Reconstruction was slow, initially to house the cloistered nuns at the site, a fence had to be erected, and they found shelter among the ruins. In 1720, a legacy of 4000 scudi by Giuseppe Moncada led to construction beginning in 1736, under the designs and guidance of Giovanni Battista Vaccarini. The facade was complete by 1742, it utilized the seventeenth-century portal designed by Giovanni Maria Amato, which had survived the earthquake. The octagonal dome was not complete until 1768. Like many of the monasteries in town, special grills both metal and balconies with stone fretwork allowed the cloistered nuns to see street life and the numerous religious processions. Inside the church a metal grill behind the main altar has a viewing balcony that allowed the nuns to attend mass, while sheltered from the public. The base of the dome allows for views of the city and the looming volcano of Mount Etna.
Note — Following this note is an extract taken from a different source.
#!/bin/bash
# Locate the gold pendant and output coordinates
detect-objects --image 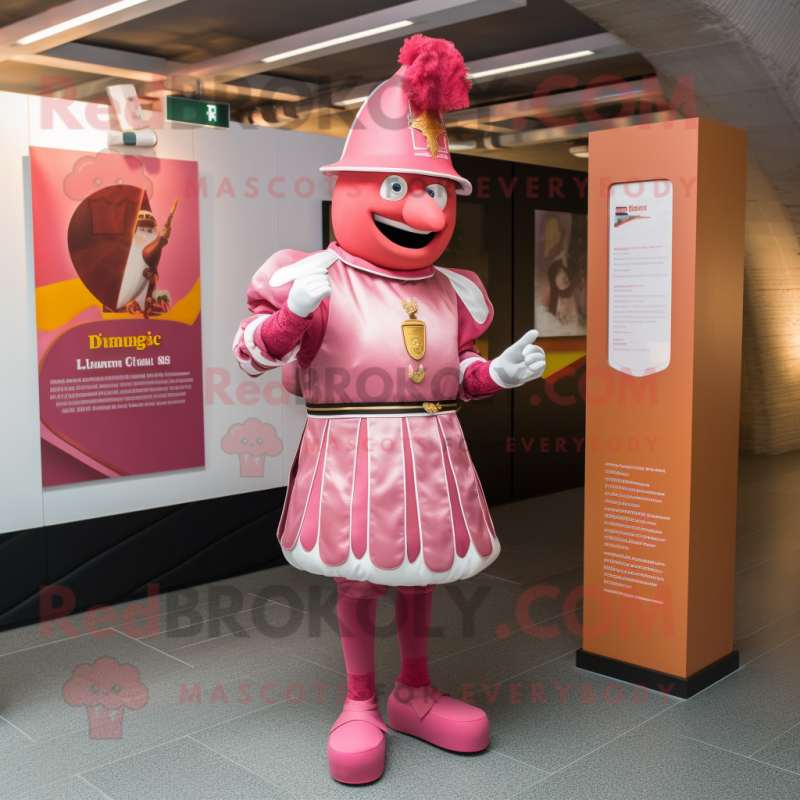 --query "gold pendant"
[401,300,425,361]
[408,110,447,158]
The interior is an elongated octagon with white marble floors and yellow Castronovo marble, a material selected by the architect Nicolò Daniele. In 1782 Giovanni Battista Marino, Mario Biondo and Giovanni Battista Amato completed the stucco altarpiece statues, depicting in the side altars: St Benedict, the Immaculate Conception, St Joseph, and St Euplio. The main altar has a Statue of Saint Agatha reminiscent of Ercole Ferrata's Sant'Agnese on the Pyre in the Roman church of Sant'Agnese in Agone. The church consecration ceremony was completed in 1796. Under the dome hangs a large glass chandelier.

Damaged by the 1990 earthquake, repairs were complete by 2012.